Dear Straight Dope:
I asked my college professor whether or not the concept of Frankenstein's monster was possible. He gave me some lame answer about enzymes. But doesn't the human body work on electricty? Why can't pieces of people be assembled and jolted back to life? Doesn't DNA last forever, so couldn't it be reused to make someone new? Please give me the straight dope. Was Dr. Frankenstein ahead of his time or did Mary Shelley just have a real good imagination?
Son of Dex replies:
Neither, really. Mary Shelley’s science isn’t much more than ill humours and leeches. There’s no explanation of how the good doctor accomplishes his task. There’s no lightning, there’s no sewing, there’s no grave-robbing. Shelley goes out of her way to avoid telling us how dead tissue can be reanimated. Dr. Frankenstein says he won’t tell because he’s afraid others will follow in his folly. Mary Shelley probably didn’t tell ’cause she just couldn’t come up with anything. There is an implication that pieces of bodies were utilized in some fashion (references to "dissecting rooms" and "slaughterhouses") but there’s nothing explicit. As near as I can tell, the lightning thing is just a creation of Hollywood. As, I might add, is Igor, and what’s a Frankenstein film without him?
Now to the meat of the question, as it were. Can modern science reanimate dead tissue?
Well, no, obviously. Otherwise we’d be doing it all the time.
But is it, conceptually, possible? Probably not. The body doesn’t really work on electricity. It mostly works on chemical energy, generated by enzymes in the process of breaking down sugars. Nerve cells manage to transmit messages across the body via electrical impulses, which is probably what you’re thinking of.
Now, there has been some success in bringing dead people back to life by shocking them (and Larry Flynt might back me up on that). This is more or less what defibrillation is. But it works only in limited circumstances.
In a normally functioning heart, electrical impulses cascade across the muscle cells, telling them when to contract. If something screws that up, you could have half your heart pushing and half your heart pulling, and that’s bad. Or you could have none of your heart doing anything, and that’s worse. However, a well-controlled shock, compliments of a defibrillator, can start the nerve impulses going in their natural rhythm again, and the ol’ ticker just keeps on going.
But defibrillation only works on recently "dead" people. Once the body starts to decompose, you’ve got bigger problems. You see, those precious enzymes your teacher was going on about are the body’s workers, the proletariat if you will. These enzymes are made and regulated by DNA, the biochemical bourgeois. Without the DNA, the body can’t run too long. For further proof of this, witness the fate of the former Soviet Union.
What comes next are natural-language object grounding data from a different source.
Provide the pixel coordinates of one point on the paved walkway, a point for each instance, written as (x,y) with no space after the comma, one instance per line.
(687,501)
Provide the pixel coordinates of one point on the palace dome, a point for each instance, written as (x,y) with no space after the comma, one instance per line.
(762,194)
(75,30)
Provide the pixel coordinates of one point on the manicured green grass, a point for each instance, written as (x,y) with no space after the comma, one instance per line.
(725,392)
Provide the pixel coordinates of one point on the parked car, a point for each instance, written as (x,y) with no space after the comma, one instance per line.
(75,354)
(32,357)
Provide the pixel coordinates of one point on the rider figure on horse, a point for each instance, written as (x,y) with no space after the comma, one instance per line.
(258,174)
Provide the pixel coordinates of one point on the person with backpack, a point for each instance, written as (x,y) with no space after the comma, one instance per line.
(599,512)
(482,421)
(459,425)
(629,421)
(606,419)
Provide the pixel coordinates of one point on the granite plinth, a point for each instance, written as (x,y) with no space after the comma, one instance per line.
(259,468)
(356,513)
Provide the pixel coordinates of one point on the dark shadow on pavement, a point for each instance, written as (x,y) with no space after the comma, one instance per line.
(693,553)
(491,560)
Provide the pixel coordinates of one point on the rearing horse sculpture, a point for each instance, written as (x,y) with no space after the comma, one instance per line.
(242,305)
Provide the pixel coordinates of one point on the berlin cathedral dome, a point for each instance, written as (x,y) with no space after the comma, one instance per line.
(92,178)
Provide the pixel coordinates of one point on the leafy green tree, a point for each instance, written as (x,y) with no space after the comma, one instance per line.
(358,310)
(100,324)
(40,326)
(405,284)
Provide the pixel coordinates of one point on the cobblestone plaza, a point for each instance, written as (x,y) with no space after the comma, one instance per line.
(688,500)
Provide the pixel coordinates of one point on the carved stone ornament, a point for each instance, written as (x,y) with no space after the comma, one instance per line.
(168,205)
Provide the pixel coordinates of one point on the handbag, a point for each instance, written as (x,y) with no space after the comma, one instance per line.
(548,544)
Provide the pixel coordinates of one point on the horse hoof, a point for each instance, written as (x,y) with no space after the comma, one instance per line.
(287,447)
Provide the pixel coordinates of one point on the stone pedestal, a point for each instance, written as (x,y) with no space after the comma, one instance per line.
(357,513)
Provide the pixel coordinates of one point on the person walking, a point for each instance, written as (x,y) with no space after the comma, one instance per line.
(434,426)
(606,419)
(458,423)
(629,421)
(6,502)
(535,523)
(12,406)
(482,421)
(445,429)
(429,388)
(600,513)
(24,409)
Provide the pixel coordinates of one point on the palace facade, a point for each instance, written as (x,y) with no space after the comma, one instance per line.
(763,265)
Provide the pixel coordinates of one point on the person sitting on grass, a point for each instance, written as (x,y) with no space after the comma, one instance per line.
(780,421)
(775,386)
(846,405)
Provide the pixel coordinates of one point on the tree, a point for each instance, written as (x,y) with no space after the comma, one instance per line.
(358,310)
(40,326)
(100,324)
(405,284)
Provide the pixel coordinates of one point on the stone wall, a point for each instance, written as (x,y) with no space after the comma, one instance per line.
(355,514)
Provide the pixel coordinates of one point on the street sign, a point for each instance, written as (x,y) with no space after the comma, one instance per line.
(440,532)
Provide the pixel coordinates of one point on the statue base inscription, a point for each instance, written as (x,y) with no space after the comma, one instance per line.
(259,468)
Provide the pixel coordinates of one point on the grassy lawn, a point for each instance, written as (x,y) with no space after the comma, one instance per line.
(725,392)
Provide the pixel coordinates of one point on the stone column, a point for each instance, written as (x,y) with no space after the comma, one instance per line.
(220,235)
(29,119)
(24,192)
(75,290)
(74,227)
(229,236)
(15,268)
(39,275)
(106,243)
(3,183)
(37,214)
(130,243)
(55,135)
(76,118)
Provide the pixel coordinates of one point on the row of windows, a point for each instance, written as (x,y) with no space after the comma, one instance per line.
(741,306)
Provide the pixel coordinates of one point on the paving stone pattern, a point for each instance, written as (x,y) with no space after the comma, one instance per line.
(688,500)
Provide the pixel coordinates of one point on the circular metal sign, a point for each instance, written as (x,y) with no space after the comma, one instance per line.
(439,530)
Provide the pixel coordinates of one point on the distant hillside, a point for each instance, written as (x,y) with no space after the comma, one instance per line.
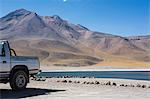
(58,42)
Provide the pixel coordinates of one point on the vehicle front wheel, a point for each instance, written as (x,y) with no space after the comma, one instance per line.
(19,80)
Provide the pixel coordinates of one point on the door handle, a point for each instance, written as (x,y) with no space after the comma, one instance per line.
(4,62)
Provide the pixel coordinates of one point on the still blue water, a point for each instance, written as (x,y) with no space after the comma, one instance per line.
(136,75)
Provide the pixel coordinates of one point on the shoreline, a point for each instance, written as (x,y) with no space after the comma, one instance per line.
(84,88)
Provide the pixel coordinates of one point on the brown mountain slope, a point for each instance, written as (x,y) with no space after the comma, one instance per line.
(56,41)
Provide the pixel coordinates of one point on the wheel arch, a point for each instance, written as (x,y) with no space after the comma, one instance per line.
(17,68)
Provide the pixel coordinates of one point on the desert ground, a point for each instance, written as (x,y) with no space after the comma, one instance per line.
(80,88)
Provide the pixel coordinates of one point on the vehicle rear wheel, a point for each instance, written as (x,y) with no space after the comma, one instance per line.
(19,80)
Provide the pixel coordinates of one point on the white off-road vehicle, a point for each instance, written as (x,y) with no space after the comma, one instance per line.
(16,69)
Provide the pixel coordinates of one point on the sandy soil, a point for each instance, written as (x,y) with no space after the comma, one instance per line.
(89,68)
(80,88)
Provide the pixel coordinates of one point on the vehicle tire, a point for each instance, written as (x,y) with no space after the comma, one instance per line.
(18,80)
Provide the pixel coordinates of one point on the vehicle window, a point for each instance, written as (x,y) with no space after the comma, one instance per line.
(1,49)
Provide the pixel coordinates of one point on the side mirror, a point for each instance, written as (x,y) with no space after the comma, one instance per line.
(2,51)
(13,52)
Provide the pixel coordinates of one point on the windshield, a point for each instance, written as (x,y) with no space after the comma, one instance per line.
(1,46)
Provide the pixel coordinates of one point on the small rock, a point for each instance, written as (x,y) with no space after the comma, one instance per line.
(109,83)
(64,81)
(91,82)
(143,86)
(138,85)
(70,81)
(114,84)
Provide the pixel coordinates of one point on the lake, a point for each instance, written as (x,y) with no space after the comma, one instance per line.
(136,75)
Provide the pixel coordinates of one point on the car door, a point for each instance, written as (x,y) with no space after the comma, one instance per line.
(4,60)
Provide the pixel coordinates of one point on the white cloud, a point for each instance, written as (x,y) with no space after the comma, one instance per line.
(64,0)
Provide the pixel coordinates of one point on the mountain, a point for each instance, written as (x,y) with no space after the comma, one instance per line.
(59,42)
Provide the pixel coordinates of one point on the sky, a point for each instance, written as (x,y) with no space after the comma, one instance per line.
(119,17)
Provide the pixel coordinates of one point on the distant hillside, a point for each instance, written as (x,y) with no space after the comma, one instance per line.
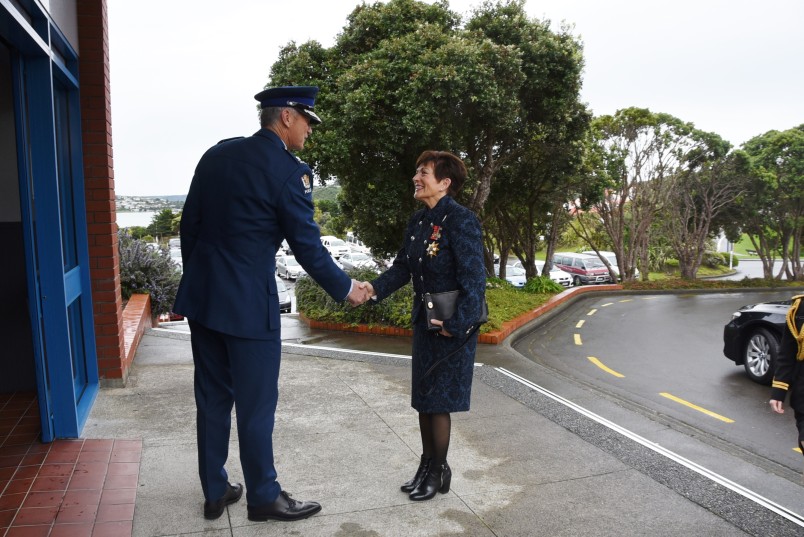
(327,193)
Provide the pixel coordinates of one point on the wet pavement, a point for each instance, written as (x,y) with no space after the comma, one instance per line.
(528,459)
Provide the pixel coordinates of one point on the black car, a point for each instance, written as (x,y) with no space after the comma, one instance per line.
(752,338)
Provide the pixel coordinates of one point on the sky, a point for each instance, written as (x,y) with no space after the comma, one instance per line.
(184,72)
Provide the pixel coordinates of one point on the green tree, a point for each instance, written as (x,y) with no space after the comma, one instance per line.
(404,76)
(699,195)
(772,213)
(637,153)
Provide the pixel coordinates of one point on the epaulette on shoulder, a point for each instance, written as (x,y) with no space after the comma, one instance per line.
(230,139)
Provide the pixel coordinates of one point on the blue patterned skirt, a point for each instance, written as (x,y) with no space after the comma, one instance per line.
(451,381)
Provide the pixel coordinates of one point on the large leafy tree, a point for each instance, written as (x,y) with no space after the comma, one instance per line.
(638,153)
(700,194)
(404,76)
(772,213)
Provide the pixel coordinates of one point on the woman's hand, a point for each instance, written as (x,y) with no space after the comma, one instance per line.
(441,324)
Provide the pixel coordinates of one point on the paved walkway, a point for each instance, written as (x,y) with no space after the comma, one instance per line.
(525,461)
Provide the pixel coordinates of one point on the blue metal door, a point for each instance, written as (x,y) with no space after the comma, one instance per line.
(50,163)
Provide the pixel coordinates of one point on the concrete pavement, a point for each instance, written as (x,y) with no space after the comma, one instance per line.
(526,461)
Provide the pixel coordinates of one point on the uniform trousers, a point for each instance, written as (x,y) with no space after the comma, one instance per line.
(245,373)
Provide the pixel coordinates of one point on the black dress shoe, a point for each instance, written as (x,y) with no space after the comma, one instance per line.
(420,473)
(437,479)
(213,510)
(283,508)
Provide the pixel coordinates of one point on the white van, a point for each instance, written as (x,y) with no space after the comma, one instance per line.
(337,247)
(356,244)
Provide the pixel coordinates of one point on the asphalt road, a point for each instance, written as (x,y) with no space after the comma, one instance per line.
(664,354)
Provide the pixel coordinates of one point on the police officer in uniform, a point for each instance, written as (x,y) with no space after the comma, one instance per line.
(247,195)
(789,374)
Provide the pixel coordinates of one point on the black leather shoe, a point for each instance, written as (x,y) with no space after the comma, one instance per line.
(437,479)
(213,510)
(420,473)
(283,508)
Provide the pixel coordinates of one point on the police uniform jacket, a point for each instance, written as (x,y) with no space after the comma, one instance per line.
(789,372)
(248,194)
(442,251)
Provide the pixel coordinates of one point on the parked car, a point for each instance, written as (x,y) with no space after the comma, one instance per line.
(337,247)
(284,295)
(612,259)
(557,275)
(356,244)
(288,268)
(584,268)
(513,275)
(175,256)
(752,338)
(357,260)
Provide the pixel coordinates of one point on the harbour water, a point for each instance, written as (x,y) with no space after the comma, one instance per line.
(129,219)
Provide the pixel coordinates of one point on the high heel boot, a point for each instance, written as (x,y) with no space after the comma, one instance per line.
(437,480)
(420,473)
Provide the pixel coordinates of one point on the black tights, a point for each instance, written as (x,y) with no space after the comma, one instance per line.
(435,430)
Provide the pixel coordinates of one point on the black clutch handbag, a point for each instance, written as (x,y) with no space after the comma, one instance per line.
(441,306)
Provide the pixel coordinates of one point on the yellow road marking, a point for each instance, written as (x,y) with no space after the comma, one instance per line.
(696,407)
(604,368)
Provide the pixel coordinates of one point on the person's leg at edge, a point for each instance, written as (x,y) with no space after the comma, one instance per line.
(255,372)
(214,400)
Contrary to your statement, DNA isn’t eternal. There are certain types of enzymes in the body, called DNAases, that chop DNA up into little tiny bits. They defend the body against inappropriate DNA activities. Your DNA is usually kept safe inside the nucleus of the cell (think of it as the Bastille), where there are no DNAases. But maintaining that sort of barrier takes energy, which your cells get from sugar. And they get sugar from your blood, which gets to your cells ’cause your heart pumps it there.
Starting to get the picture? You die, heart stops, blood flow stops, cells run out of energy, and things fall apart. The walls of the Bastille come tumbling down, and in come the DNAases, with pitchforks and torches, and they lynch your DNA, chopping it up into tiny bits. This is also why you aren’t going to visit Jurassic Park any time soon.
Now, these bits of DNA then stick around for quite some time, which is probably what you mean when you say that DNA lasts forever. But chunks of DNA are no good for making and regulating enzymes. We can still analyze long dead DNA, ”cause DNA analysis requires chopping the DNA up anyway. But trying to run a cell with it don’t work so good. Imagine if we had Marie Antionette’s head on one side and her body on the other. We could tell exactly what she looked like, but let’s just say she wouldn’t be feeding anyone cake.
So, in short, it’ll take more than a good bolt of lightning to reanimate dead tissue. Which is probably for the best. After all, Dr. Frankenstein paid a steep price for messing with the natural order of things–and he never saw a cent from the movie deals, either.